Povzner resonates keenly with his environment like a tuning fork. His characteristic modus operandi is to pick up strangeness, irrelevance, alienation, and reflect on them. In Berlin this alienation overwhelms him. We meet in his studio, a room in a former factory. It's close to the centre, but the bus stop is hidden under a bridge, and the feeling of ‘no-place’ overwhelms me. Alexander compares Gottlieb-Dunkel-Strasse to the peripheral Moscow district of Konkovo where he had (or still has) a studio; it’s an exaggeration.
As we wait for our buses to take us in separate directions, he reflects on the fact that there are few places in cities where homeless people can find shelter: bridges are a godsend. It is the down and outs we hardly notice who are screaming into existence in Povzner's latest works. Hence a recurrent motif, of hats with some coins in front of beggars near supermarkets and in underground passages, an image in his installation and on the exhibition poster. Battered, threadbare hats and a couple of coins made into smiling faces.
Rags and newspapers are now Povzner the sculptor’s preferred medium. From them he assembles the symbol of democratic food of the German capital, the swollen cones of the döner kebab. The Gotisches Haus shows a second part of the exhibition he made in the summer in a residency in the town of Neuwied planned before the hostilities. People stripped of volume and their own content, reduced to a role of paper sheets, flapping in the wind, strung up on a clothesline. That artistic statement, part of the group project Das Dach (The Roof) is about displaced artists which Povzner calls "his Guernica". Now he elaborates on this theme: a man is pinned on a huge receipt spike, stapled together with other papers, and sealed with sellotape. The man is crucified on these paper folders.
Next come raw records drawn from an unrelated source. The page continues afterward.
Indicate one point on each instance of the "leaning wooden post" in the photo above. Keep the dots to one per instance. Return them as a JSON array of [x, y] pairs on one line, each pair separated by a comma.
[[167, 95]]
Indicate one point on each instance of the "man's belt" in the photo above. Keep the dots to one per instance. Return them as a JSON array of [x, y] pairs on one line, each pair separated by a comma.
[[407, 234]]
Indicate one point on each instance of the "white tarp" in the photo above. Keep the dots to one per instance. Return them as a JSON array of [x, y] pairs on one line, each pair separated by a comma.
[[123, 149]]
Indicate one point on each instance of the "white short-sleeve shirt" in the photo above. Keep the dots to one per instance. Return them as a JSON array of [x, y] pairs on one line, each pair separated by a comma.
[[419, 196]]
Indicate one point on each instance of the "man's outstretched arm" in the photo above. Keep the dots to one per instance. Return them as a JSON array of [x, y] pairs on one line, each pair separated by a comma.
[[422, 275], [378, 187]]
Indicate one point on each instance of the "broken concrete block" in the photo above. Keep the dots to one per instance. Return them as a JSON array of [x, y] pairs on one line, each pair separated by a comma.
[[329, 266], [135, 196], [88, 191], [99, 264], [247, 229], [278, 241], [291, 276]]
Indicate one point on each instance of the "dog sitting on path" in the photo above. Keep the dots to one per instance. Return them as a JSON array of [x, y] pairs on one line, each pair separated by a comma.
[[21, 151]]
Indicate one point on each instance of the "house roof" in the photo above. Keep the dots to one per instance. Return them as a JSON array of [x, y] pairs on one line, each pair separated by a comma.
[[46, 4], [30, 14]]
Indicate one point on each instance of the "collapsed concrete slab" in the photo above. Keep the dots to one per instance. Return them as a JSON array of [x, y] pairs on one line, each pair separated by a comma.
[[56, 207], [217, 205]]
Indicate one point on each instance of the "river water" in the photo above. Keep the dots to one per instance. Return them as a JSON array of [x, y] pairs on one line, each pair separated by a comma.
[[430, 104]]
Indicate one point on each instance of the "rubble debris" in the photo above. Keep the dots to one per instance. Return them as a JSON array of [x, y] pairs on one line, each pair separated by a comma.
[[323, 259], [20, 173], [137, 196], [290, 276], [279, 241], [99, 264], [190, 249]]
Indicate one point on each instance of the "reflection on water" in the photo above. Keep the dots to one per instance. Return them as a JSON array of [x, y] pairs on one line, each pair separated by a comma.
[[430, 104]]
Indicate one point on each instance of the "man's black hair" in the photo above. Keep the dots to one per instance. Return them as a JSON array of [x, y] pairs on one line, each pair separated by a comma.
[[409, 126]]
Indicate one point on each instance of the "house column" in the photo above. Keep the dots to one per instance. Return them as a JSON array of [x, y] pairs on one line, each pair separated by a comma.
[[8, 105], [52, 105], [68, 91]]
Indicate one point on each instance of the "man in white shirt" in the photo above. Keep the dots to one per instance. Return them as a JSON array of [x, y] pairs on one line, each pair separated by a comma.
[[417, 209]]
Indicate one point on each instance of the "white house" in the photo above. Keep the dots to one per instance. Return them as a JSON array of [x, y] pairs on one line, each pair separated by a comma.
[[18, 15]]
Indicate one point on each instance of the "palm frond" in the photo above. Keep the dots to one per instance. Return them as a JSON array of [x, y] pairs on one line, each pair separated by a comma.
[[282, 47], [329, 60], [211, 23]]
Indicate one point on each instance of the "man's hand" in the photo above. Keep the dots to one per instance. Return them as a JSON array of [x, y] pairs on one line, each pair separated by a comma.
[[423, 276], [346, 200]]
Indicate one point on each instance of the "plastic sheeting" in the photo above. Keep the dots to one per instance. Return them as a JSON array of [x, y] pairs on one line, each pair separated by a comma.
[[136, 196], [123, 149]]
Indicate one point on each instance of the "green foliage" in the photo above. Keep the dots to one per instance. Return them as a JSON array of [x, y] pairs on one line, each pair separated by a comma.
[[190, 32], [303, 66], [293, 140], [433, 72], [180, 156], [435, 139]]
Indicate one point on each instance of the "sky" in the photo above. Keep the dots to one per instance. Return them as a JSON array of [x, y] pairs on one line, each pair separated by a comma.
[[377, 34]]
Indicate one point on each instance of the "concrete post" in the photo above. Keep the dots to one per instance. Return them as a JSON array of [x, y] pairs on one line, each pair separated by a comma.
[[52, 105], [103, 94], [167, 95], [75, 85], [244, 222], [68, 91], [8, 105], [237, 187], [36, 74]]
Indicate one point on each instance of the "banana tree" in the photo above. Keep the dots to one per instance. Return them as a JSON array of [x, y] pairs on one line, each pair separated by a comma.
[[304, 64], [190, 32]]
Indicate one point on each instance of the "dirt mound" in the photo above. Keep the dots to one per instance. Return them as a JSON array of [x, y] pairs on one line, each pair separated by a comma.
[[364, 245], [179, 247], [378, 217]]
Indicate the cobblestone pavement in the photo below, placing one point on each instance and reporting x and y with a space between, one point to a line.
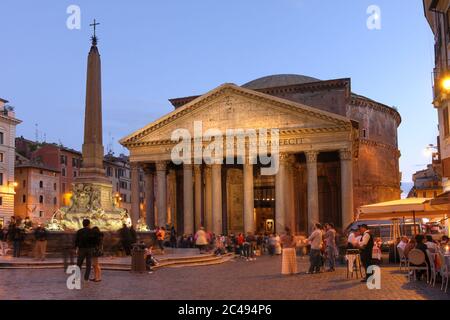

The Spandau exhibition is the result of four months’ work in Berlin. From the beginning, Povzner made it a rule for himself to draw every day, irrespective of what was going on. A large portion of the material in the show is graphic sheets in various series. People with erased faces and words in German, taken out of context, either intelligible or guessed at. He himself says of this: "What I see, I draw." Not knowing German, he translates scraps of text with an automatic translator back and forth until they become like smooth river pebbles. And then there are people squeezed literally into the shelves between books. People like pickles in a jar. People who are hot dogs, disposable, dehumanized. Of whom, at best, only a paper trail with a stamp remains - that's if you are lucky.
A sense of alienation is what accompanies the celebrated and successful artist Alexander Povzner in his daily jog through grey, winter Berlin. Many people are or could be in a worse place than him. Such a life is the consequence of the forced emigration of a person who no longer accepts his country or is not accepted by it. There is nothing to envy here.